Sunday, 11 January 2015

Porotos granados (squash & bean stew)

This is one from HFW's Veg Every Day! book that for some reason I didn't blog before. It's become a bit of a favourite - a good tasty one-pot meal and a nice veggie recipe to add into our rotation. Can be done stovetop or in the slow cooker.

The recipe is online here but essentially it's a stew of squash, green beans, sweetcorn and tinned beans (we usually use black-eyed or pinto but any will do), in an onion, garlic and stock base, with smoked paprika and oregano plus a bay leaf. My only amendment to the recipe is, if I'm cooking on the hob, the usual pre-cooking of the peeled and chopped squash (I microwave it on high for 8-9 minutes while I do the onions and garlic) which ensures it's nice and soft in a reasonable cooking time on the hob. Nothing worse than being all ready for a comforting stew and finding hard chunks of squash that need more cooking :(

Slow cooker: it's fine after about 5 hours on high, depending on the squash.

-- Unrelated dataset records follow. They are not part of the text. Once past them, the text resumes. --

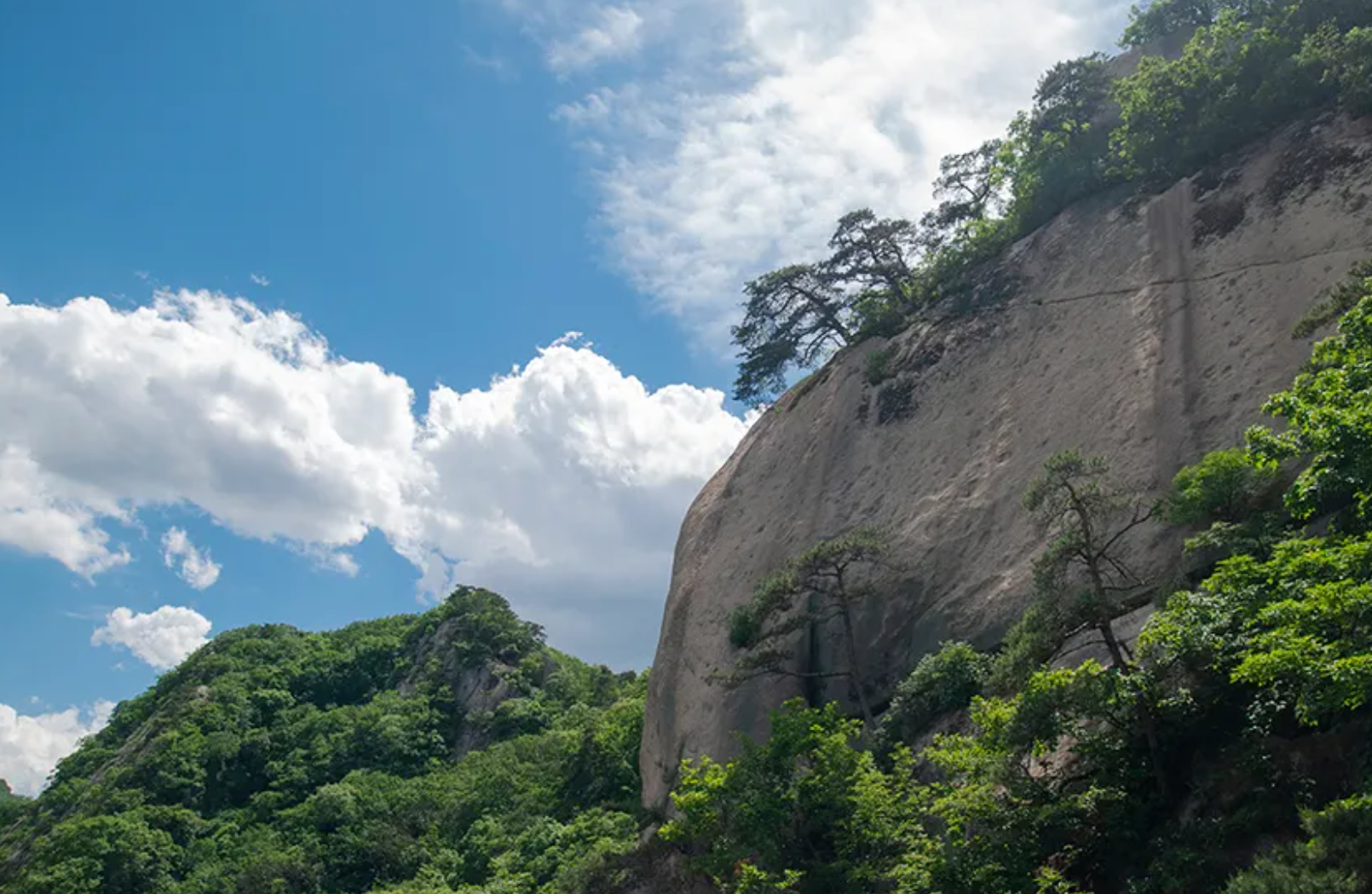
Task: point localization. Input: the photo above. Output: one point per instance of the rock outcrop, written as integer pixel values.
(1149, 332)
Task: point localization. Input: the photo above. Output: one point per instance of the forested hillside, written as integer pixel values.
(445, 749)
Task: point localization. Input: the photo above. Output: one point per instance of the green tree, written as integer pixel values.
(1162, 18)
(796, 315)
(942, 682)
(971, 188)
(1086, 574)
(803, 810)
(807, 596)
(1329, 423)
(1084, 578)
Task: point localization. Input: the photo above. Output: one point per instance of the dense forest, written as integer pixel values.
(1221, 752)
(441, 750)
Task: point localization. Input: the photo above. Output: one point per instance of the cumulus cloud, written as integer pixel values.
(161, 637)
(195, 568)
(562, 482)
(31, 745)
(767, 119)
(614, 32)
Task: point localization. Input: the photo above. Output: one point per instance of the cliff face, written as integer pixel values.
(1147, 332)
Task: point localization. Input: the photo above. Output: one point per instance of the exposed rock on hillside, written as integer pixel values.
(1144, 332)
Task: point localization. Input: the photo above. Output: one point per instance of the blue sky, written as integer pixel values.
(265, 259)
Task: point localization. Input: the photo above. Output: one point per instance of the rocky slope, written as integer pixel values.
(1146, 332)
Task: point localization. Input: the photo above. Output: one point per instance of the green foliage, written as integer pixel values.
(1336, 301)
(796, 315)
(11, 805)
(1336, 857)
(1345, 62)
(1164, 18)
(804, 597)
(1084, 578)
(1253, 691)
(1235, 499)
(804, 810)
(1329, 417)
(280, 761)
(1248, 67)
(942, 682)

I find it really benefits from plenty of herbs and black pepper, but the combination of soft squash and beans, and crunchy greens and sweetcorn, is great. It's a good winter warmer and goes well with dumplings on top!

When out of both green beans and sweetcorn I added (frozen, shelled) edamame. They keep their texture a bit more when slow cooking. A good squeeze of tomato puree and a dash of cumin also work well.

Sunday, 4 January 2015

Reet good Yorkshires

By gum, and all that jazz.



Recording for my own reference before I forget, since they've never been quite this good before...

2 eggs
70g plain flour
100ml milk
salt & pepper
fat for cooking (I used Trex)

Beat the eggs and flour together with a whisk until smooth. Mix the milk in, in three or four goes, combining it well each time and adding seasoning on the last one, then give it a good old beat to get some air in. Leave to stand while you sort out the tin.

With the oven already cooking the beef (mine was at 170-180°C), place a dot of Trex in 8 holes of a muffin pan. (Dot = chickpea size or a bit bigger, although surely no true Yorkshireman would fart about with such airy fairy rabbit food.) Give the pan a good 15 minutes or more to heat up - I put the pan on the top and moved the meat and roasties to the bottom shelf.

20-25 minutes before you want to serve your roast dinner, quickly whip out the pan, add the batter mix to the eight holes (get the right eight!) and return to the oven. After this, open the door as little as possible - I had to open once to get the meat out to rest. Watch and wait. If they don't rise after all that, don't blame me! These ones did receive genuine Yorkshire approval.